Currently extended at the Westside Theatre on West 43rd Street NYC, Chaim Potok’s 1972 novel, adapted by Aaron Posner, resounds with the conflicts between the insular world of religion, Hasidic Jew vs. the freedoms imparted to become a true artist. From the time Asher Lev is 3, he draws; by the time he is 6 his Crayola companions have become the great divider to a father who spends his time traveling for the Rebbe to create synagogues in Europe. Drawing! “It’s nariskeit “(foolishness), says his father.
But if little Asher Lev was born to express himself through his art, expose his feelings and emotions, what’s a young Hasidic boy to do to fit in? The rift that continues to grow is heartbreaking to his parents even though the Rebbe is willing to give his blessings.
The story takes place in a Brooklyn apartment in the 1950s where Asher Lev, convincingly played by Ari Brand as a young boy growing into a young man, acts as both narrator and protagonist, moving the story along in flashback, a son who desperately wants to practice his religion but is torn between that religion that is unforgiving to those who stray. His father, Aryeh Lev, Mark Nelson, who also assumes roles as the Rebbe, artist Jacob Kahn and Asher’s Uncle Yakkov, is well suited as a loving father who doesn’t understand his son’s needs, and just edgy enough as the mentor Kahn to young Asher. Asher’s mother, Rivkeh, (Jenny Bacon) is all too sugary, sweet as she tries to bridge the gap between the conflicts of father and son. But what is a mother to do with a “prodigy in payos?” (earlocks)

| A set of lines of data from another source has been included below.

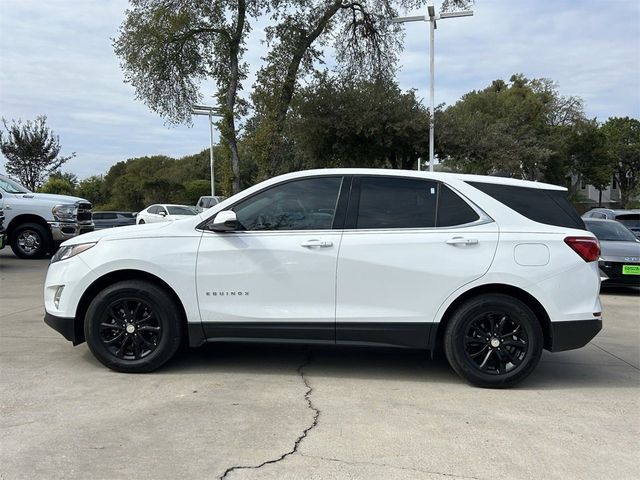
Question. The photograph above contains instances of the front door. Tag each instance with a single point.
(408, 245)
(276, 276)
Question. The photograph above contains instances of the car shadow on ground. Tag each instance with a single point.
(381, 364)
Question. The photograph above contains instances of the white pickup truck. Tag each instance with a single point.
(36, 223)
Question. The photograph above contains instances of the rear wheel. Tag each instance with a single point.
(30, 240)
(493, 341)
(133, 326)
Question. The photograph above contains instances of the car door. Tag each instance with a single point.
(407, 245)
(275, 276)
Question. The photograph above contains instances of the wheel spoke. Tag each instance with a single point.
(479, 352)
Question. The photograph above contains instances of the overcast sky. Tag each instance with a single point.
(56, 59)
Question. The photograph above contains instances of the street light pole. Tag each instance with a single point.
(209, 112)
(431, 16)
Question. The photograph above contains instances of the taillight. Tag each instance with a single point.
(587, 247)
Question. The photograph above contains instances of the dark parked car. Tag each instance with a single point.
(629, 218)
(3, 237)
(620, 252)
(113, 219)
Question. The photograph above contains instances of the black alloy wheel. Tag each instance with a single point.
(496, 343)
(493, 340)
(130, 329)
(133, 326)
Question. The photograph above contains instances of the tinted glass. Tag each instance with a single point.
(307, 204)
(181, 210)
(453, 210)
(397, 203)
(550, 207)
(629, 220)
(610, 231)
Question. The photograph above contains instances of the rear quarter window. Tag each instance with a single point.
(550, 207)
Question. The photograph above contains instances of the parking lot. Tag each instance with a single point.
(292, 412)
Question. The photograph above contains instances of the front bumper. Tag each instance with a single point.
(68, 327)
(573, 334)
(61, 231)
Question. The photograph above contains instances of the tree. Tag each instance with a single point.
(167, 48)
(330, 125)
(32, 151)
(589, 155)
(514, 129)
(365, 41)
(60, 183)
(93, 189)
(623, 144)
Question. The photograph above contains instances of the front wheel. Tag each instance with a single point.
(493, 341)
(133, 326)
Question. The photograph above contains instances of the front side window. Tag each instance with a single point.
(387, 202)
(307, 204)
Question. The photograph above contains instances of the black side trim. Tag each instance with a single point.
(575, 334)
(391, 334)
(274, 331)
(68, 327)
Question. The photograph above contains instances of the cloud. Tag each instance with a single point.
(56, 59)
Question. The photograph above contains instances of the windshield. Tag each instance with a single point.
(629, 220)
(10, 186)
(610, 231)
(180, 210)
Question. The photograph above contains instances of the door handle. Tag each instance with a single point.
(462, 241)
(316, 243)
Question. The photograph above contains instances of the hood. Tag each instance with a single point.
(620, 251)
(119, 233)
(53, 198)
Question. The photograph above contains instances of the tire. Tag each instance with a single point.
(133, 326)
(31, 240)
(493, 341)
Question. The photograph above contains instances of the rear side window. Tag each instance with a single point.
(452, 210)
(550, 207)
(387, 202)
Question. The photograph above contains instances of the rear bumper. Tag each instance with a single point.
(573, 334)
(68, 327)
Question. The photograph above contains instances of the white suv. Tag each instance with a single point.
(492, 270)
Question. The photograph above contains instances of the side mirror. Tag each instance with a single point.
(225, 221)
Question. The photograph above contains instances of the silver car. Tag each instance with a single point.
(620, 252)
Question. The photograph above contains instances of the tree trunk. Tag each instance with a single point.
(231, 96)
(289, 84)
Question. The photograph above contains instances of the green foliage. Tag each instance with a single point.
(60, 183)
(514, 129)
(92, 189)
(335, 123)
(32, 151)
(623, 144)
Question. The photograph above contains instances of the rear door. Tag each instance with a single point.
(408, 244)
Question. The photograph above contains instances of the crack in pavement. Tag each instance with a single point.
(614, 356)
(301, 437)
(412, 469)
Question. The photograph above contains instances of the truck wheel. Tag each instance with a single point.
(493, 341)
(30, 240)
(133, 326)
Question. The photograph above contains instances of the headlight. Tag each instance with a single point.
(65, 213)
(70, 251)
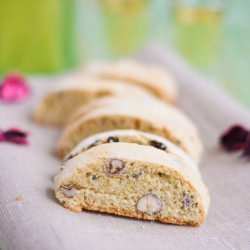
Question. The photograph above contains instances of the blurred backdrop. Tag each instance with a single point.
(51, 36)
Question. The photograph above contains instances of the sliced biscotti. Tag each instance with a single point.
(153, 78)
(144, 114)
(56, 107)
(133, 180)
(131, 136)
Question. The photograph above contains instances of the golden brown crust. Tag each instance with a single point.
(151, 77)
(156, 161)
(147, 115)
(136, 215)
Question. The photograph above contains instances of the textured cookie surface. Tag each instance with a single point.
(144, 114)
(131, 136)
(133, 180)
(155, 79)
(56, 107)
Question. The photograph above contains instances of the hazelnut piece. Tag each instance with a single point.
(68, 191)
(115, 166)
(158, 145)
(149, 203)
(187, 200)
(112, 139)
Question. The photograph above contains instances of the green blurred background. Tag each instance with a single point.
(52, 36)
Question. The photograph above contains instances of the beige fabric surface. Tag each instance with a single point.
(39, 222)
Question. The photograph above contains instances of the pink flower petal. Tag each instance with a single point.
(246, 149)
(14, 135)
(14, 88)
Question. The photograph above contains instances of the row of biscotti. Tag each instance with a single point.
(127, 171)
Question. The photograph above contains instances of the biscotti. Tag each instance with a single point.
(133, 180)
(153, 78)
(144, 114)
(131, 136)
(56, 107)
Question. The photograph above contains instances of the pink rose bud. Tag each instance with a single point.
(14, 87)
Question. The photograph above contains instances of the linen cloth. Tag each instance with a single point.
(39, 222)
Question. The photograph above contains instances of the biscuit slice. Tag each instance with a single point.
(57, 106)
(144, 114)
(135, 181)
(153, 78)
(131, 136)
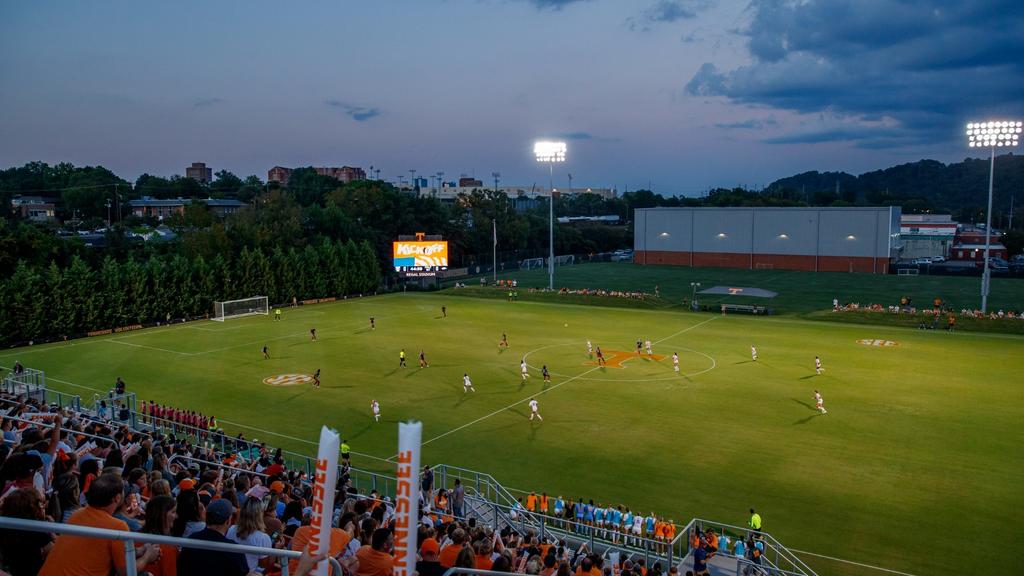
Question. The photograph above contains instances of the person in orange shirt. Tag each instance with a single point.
(451, 551)
(531, 502)
(339, 540)
(78, 554)
(376, 559)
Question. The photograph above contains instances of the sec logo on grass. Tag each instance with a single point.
(288, 379)
(875, 342)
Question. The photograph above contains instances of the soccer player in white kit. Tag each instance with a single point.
(819, 402)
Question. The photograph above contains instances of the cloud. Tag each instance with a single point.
(925, 65)
(554, 4)
(357, 113)
(752, 124)
(201, 103)
(668, 11)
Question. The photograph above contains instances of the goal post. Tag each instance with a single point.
(238, 309)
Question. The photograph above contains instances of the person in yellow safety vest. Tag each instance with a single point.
(531, 502)
(755, 523)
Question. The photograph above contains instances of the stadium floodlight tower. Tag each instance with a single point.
(997, 133)
(550, 152)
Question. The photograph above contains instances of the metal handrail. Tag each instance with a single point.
(218, 464)
(129, 538)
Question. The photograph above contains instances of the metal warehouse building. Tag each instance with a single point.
(808, 239)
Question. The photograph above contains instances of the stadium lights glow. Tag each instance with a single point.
(547, 151)
(994, 133)
(550, 152)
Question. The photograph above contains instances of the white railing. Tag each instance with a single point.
(131, 538)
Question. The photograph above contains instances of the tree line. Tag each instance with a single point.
(48, 302)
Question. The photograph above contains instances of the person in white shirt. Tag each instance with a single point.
(532, 410)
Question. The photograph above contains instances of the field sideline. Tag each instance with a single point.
(918, 459)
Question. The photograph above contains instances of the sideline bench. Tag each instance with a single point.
(745, 309)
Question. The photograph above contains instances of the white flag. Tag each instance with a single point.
(326, 481)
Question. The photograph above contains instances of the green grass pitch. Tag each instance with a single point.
(915, 467)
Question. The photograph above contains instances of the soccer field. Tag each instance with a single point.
(915, 467)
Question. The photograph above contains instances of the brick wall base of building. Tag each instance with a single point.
(763, 261)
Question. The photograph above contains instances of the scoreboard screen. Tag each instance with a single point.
(420, 258)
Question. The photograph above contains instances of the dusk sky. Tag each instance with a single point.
(684, 94)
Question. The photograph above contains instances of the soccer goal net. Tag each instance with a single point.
(237, 309)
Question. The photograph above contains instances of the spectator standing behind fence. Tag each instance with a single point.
(755, 524)
(81, 556)
(196, 562)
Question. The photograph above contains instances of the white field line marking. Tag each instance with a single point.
(853, 563)
(306, 333)
(117, 341)
(500, 410)
(548, 389)
(271, 433)
(684, 330)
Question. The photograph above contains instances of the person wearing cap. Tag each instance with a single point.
(429, 566)
(196, 562)
(82, 556)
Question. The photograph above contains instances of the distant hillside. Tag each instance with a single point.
(961, 189)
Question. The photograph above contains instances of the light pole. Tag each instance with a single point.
(993, 134)
(550, 152)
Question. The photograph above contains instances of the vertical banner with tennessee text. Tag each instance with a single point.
(326, 480)
(407, 505)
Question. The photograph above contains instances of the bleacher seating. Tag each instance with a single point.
(77, 446)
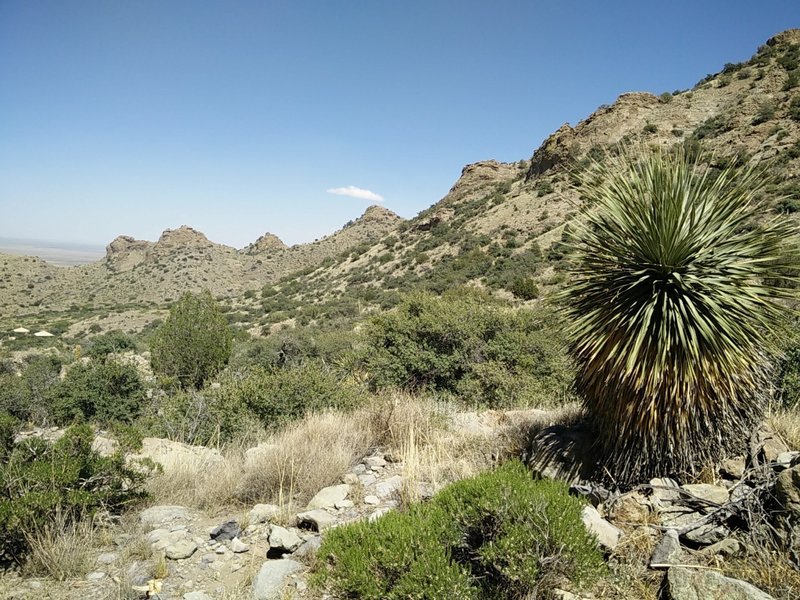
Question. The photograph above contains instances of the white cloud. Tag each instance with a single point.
(354, 192)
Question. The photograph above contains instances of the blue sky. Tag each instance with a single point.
(236, 117)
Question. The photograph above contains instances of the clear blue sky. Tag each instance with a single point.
(236, 117)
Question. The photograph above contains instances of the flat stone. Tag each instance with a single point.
(197, 596)
(318, 519)
(726, 547)
(733, 467)
(180, 550)
(283, 539)
(386, 488)
(157, 515)
(607, 535)
(329, 496)
(272, 578)
(375, 462)
(262, 513)
(225, 531)
(107, 558)
(711, 493)
(706, 584)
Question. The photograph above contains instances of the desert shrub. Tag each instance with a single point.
(276, 396)
(27, 397)
(105, 392)
(39, 481)
(195, 341)
(464, 345)
(673, 294)
(525, 288)
(109, 343)
(498, 535)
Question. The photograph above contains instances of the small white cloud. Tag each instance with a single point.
(354, 192)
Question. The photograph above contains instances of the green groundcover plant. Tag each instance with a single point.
(498, 535)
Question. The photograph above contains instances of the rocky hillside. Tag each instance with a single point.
(142, 273)
(500, 227)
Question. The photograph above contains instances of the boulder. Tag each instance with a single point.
(668, 552)
(329, 496)
(607, 535)
(787, 491)
(705, 584)
(272, 578)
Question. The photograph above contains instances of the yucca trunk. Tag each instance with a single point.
(676, 280)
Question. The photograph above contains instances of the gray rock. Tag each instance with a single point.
(386, 488)
(726, 547)
(787, 491)
(309, 547)
(107, 558)
(262, 513)
(281, 538)
(708, 492)
(733, 467)
(272, 577)
(668, 552)
(158, 515)
(374, 462)
(607, 535)
(663, 490)
(786, 460)
(329, 496)
(226, 531)
(705, 584)
(196, 596)
(180, 550)
(317, 519)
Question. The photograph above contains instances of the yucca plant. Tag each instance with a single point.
(677, 275)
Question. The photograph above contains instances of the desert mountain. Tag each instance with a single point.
(142, 273)
(499, 227)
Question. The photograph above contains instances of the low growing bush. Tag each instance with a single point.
(499, 535)
(67, 479)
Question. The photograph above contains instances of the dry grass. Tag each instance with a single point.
(304, 458)
(786, 423)
(62, 550)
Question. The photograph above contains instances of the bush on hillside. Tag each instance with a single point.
(194, 343)
(67, 479)
(464, 345)
(104, 392)
(498, 535)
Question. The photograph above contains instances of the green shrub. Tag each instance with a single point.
(499, 535)
(464, 345)
(105, 392)
(674, 290)
(195, 341)
(40, 481)
(109, 343)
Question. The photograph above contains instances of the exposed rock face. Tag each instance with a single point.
(556, 150)
(269, 242)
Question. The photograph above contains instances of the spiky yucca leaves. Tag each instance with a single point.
(675, 288)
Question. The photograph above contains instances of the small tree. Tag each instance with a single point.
(194, 343)
(676, 275)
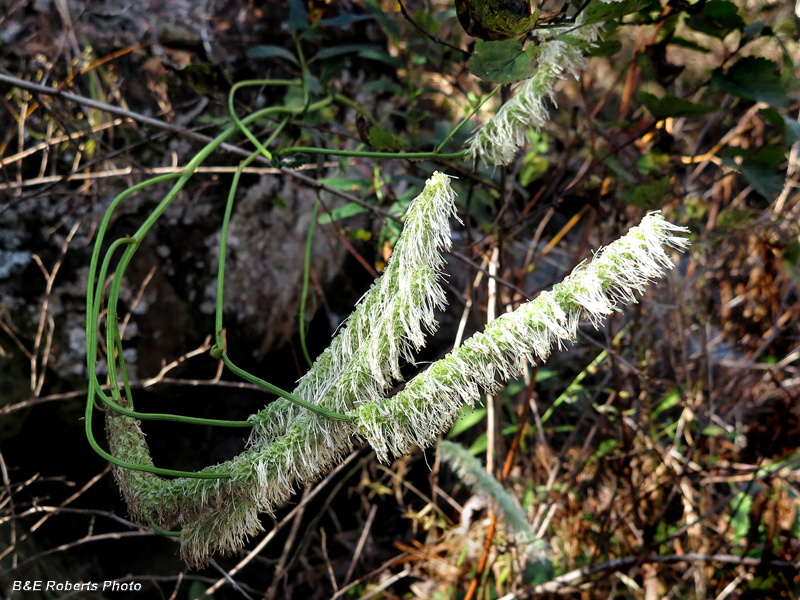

The inner turmoil of a gifted young man who sees the world through the eyes of an artist is assuaged when he meets artist Jacob Kahn, a non practicing Jew, who gives the next 5 years to Asher helping to mold him into the great artist he becomes, mentoring and introducing him to a high class Madison Avenue gallery owner (also played by Jenny Bacon, who takes on the role as a nude model). The gap widens between Asher and his parents as he must draw crucifixions and nudes to better understand, reflect and comment on life. He finally leaves to travel to Europe, to grow and understand his gift, returning to find himself one of the hottest, sought after artists of the era. However, his art and life in the Hasidic community can no longer survive in tandem; nor can his relationship with his parents after he paints them nailed to crucifixes to pour out his anguish.
Potok’s commentary is about life, religion, art, family and tradition and being truthful to oneself. The play moves swiftly and intelligently under the direction of Gordon Edelstein. The apartment set is designed by Eugene Lee, with lighting by James F. Ingalls and costumes by Ilona Somogyl. Running time is 90 minutes.